タバコとビールとメイタガレイ月刊メディカルサロン1998年10月号

少年のころに、親から教わったり叱られたりしたことで、その内容がその後、自分の血となり肉となり骨となって、本能の中に浸み込んでいるというものがいくつかあるでしょう。私の思い出として残るタバコとビールとメイタガレイのお話をいたします。

私が小学校の低学年の頃、ヘビースモーカーである両親からよく「マイルドセブンを買ってきて」といわれました。いわゆる「おつかい」です。当時私が住んでいたマンションの1階にタバコの自動販売機がありました。そこでいつもは買ってくるのですが、ある日たまたま「売り切れ」でした。そこで、なにも買わずに部屋に戻り「売り切れだった」と母にいいました。すると、「おまえはアホか。タバコを買いに行けと言われたのだから一階の自動販売機が売り切れだったら、近所のタバコ屋へ行って来い」と一喝されました。そこで近所のタバコ屋へ行きました。するとあろうことか、そのタバコ屋が偶然休みだったのです。
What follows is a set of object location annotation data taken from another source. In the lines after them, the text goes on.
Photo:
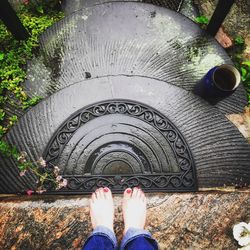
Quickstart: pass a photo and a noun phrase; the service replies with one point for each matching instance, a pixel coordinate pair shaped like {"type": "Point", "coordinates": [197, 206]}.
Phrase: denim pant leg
{"type": "Point", "coordinates": [101, 238]}
{"type": "Point", "coordinates": [138, 239]}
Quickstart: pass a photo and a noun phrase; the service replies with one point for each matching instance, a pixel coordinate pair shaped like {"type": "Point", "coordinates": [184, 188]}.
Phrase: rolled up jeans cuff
{"type": "Point", "coordinates": [104, 231]}
{"type": "Point", "coordinates": [133, 233]}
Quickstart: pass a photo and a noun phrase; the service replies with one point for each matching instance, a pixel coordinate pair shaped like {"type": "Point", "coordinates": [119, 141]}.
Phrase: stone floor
{"type": "Point", "coordinates": [202, 220]}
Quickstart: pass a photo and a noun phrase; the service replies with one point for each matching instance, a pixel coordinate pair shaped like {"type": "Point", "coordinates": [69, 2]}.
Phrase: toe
{"type": "Point", "coordinates": [93, 197]}
{"type": "Point", "coordinates": [107, 193]}
{"type": "Point", "coordinates": [127, 193]}
{"type": "Point", "coordinates": [97, 193]}
{"type": "Point", "coordinates": [101, 193]}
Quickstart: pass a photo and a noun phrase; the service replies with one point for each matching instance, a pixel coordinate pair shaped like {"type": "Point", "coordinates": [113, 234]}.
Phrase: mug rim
{"type": "Point", "coordinates": [236, 73]}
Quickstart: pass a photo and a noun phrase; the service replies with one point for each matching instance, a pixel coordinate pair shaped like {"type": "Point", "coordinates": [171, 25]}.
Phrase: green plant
{"type": "Point", "coordinates": [46, 177]}
{"type": "Point", "coordinates": [241, 65]}
{"type": "Point", "coordinates": [13, 59]}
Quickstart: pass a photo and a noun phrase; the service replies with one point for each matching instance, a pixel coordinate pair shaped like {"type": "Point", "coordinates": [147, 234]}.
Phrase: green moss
{"type": "Point", "coordinates": [14, 56]}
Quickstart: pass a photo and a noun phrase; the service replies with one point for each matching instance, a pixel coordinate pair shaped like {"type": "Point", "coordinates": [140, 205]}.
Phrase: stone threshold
{"type": "Point", "coordinates": [201, 220]}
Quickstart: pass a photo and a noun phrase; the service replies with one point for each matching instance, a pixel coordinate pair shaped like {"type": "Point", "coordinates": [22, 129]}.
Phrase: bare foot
{"type": "Point", "coordinates": [102, 208]}
{"type": "Point", "coordinates": [134, 209]}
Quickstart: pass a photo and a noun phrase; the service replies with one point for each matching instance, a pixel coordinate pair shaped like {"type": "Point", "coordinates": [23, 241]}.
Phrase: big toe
{"type": "Point", "coordinates": [127, 193]}
{"type": "Point", "coordinates": [107, 193]}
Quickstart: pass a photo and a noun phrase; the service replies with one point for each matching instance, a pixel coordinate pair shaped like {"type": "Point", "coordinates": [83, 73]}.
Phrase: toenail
{"type": "Point", "coordinates": [129, 190]}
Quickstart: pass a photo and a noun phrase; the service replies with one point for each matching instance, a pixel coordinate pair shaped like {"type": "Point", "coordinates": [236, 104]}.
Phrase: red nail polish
{"type": "Point", "coordinates": [129, 191]}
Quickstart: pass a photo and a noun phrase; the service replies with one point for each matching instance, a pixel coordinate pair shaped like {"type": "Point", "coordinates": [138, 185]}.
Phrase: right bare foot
{"type": "Point", "coordinates": [134, 209]}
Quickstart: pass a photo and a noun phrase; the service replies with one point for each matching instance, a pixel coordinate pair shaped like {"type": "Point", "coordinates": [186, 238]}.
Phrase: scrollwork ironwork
{"type": "Point", "coordinates": [185, 180]}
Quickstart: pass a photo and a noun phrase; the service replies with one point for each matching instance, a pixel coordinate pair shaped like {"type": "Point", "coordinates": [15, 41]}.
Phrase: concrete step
{"type": "Point", "coordinates": [202, 220]}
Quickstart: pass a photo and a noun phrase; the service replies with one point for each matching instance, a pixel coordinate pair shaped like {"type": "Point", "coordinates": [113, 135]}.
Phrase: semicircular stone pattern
{"type": "Point", "coordinates": [127, 38]}
{"type": "Point", "coordinates": [120, 109]}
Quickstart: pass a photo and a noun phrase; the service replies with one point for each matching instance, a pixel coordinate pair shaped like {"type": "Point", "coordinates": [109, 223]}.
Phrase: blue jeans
{"type": "Point", "coordinates": [103, 238]}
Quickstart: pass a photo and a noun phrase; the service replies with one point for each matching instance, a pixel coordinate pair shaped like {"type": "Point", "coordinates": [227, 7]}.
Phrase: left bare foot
{"type": "Point", "coordinates": [102, 208]}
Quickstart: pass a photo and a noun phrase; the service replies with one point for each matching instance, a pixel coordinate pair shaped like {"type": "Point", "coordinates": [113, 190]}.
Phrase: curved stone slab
{"type": "Point", "coordinates": [220, 152]}
{"type": "Point", "coordinates": [72, 6]}
{"type": "Point", "coordinates": [127, 39]}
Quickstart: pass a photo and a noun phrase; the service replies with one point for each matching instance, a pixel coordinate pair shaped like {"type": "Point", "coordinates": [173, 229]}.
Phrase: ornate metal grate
{"type": "Point", "coordinates": [121, 144]}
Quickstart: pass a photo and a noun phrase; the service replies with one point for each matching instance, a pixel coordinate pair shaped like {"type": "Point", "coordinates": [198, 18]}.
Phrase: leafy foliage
{"type": "Point", "coordinates": [241, 65]}
{"type": "Point", "coordinates": [201, 20]}
{"type": "Point", "coordinates": [13, 59]}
また手ぶらで帰りました。母から張り手が飛んできました。「近所のタバコ屋が休みだったら隣り町のタバコ屋へ行って来い」ほうほうの体で隣り町のタバコ屋へ行きました。

すると困ったことにマイルドセブンが売り切れだったのです。少年の私は困りました。「さらに隣り町までいかなきゃいけないのだろうか。しかし、これ以上は遠すぎる。といって、手ぶらで帰れば今度はゲンコツが飛んでくる。よし、やむを得ない。ここは、違うタバコだけれどセブンスターを買って帰ろう。それで叱られたそのときはそのときだ」

家に戻って、「マイルドセブンが売り切れだったから、セブンスターを買ってきたよ」と言上しました。母は満足そうでした。

タバコを買ってくると言う単純なお使いの中で、私は学びました。「一つの使命が与えられたなら何がなんでもその使命を果たす」ということを。「できなかった」などといういいわけはいっさい通用しないのだと。そのような本能が私の中に宿りこみ、以後は「目的を遂行するためには、知恵を絞りきり、肉体を使いきる。目標を達成できないというのは死を意味する。あらゆるいいわけは存在しない」というごくあたりまえのことが本能的習性として行動できるようになりました。

小学校の高学年の頃、母に「ビールちょうだい」と頼まれました。私は冷蔵庫から一本のビールを取り出し、母の前に持っていきました。果たして、叱責がうなりました。「ビールを持ってこいと言われたら、栓をあけてこんか」あわてて私は栓抜きを持っていきました。今度は正拳が飛んできました。「ばかっ、コップがなければ飲めないだろう」コップをとりに行こうとして私はふと気がつき、尋ねました。「おつまみはいらないの」母は満足そうに、「冷蔵庫のサラミハムを持ってきて」といいました。

1つの行動を起こすときには関連事象のすべてを念頭に置かなければならないということを学んだ瞬間でした。以後、私はどんな単純な行動を起こすときにでも、その単純行動に関連する事項のすべてを想定し、あらかじめ準備を進めておくという習性が身についていきました。